ST. PATRICK DEPORTED BY CITIZEN JURY

Where a public jury of citizens of Ireland voted to deport (Saint) Patrick.

A public jury of citizens of Ireland voted to deport (Saint) Patrick, after hearing testimony in a staged hearing of his immigration application for the right to remain, at a “provocation” event by Kabosh Theatre Company at the Oh Yeah Music Centre, sponsored by the Northern Ireland Foundation as part of the Imagine! Festival of Ideas & Politics.

Immediately following the performance of caseworker, Cara, assisting applicant, Patrick, the audience decided 26-22 to reject his request.

The 30-minute play explored Patrick’s time spent in Ireland before his first “visa application”, which we learn from his own account that he was a victim of human trafficking. We’re not certain whether Patrick would have been better off reporting this to the authorities when he had a chance; he might have been held in a detainment centre and deported anyway.

Patrick returned to Ireland under a three-year “temporary tier two visa”, as a minister of this unfamiliar religion called Christianity; this visa was extended for another three-year term. But Patrick is caught out on his lack of declarations of gifts received from devoted followers; his lack of fixed abode doesn’t help either.

 

 

Cara explains why non-citizens are treated differently than citizens, and how tolerance towards immigrants is swayed on the larger public stage of politics and the media. Patrick needed to position himself as “the good kind of immigrant”. Perhaps his fate was doomed when he referred to the practices of the land as unclean, how its people worshiped idols, described the native people of the island as heathens, showing no respect for the indigenous beliefs.

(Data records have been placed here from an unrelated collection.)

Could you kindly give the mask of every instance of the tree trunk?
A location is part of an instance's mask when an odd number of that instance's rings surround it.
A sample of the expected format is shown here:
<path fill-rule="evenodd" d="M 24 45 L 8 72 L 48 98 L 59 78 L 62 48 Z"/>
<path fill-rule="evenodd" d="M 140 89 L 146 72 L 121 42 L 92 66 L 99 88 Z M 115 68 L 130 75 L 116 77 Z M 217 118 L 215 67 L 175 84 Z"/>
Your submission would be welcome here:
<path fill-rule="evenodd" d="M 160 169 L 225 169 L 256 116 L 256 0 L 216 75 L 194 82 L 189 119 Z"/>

An exasperated Cara remarked: “You come here to build a church, and you built it on the bones of traditions that have been thriving here for centuries!” After Patrick is served with his deportation order, there was a facilitated discussion with the audience.

I asked whether they thought such a citizens’ jury would be a feasible proposal for considering such cases; after all, citizens are called forward for criminal cases.

We mooted the point of whether any non-citizen could receive a fair and unbiased trial from a jury of citizens. One member of the audience remarked that he would be persuaded by initial impressions of the applicant. In this case, with Patrick wearing his church vestment, this juror said that he would be minded to approve his application; another juror explained that he voted ‘no’ because of his religious fundamentalism.

This is linked with the phenomenon of ‘confirmation bias’, whereby our opinions are the result of paying attention to information that confirms what we already believe, while ignoring information that challenges them. Likewise, when society is enjoying the good life, people can see the benefit of open immigration; but when it isn’t so good, it’s easy to place the source of fear and anxiety onto immigrants.

As Cara explained: “We act is if law were a sacrosanct entity existing and operating in an ethical sphere untouched by public opinion and politics. But that isn’t true. Politics influences law, and politics is about people; it always has been and it always will be. The only thing that changes are the hands guiding the pen.”

 

 

In this event of participatory democracy, the ‘jurors’ learnt more about the complexity of immigration policy and how it interacts with the desires and objectives of the state and its constituent citizens. For while all persons should enjoy all human rights, citizens are likely to have the last say in the nature of their society, how much it embraces cultural diversity, and how it welcomes others into its destiny.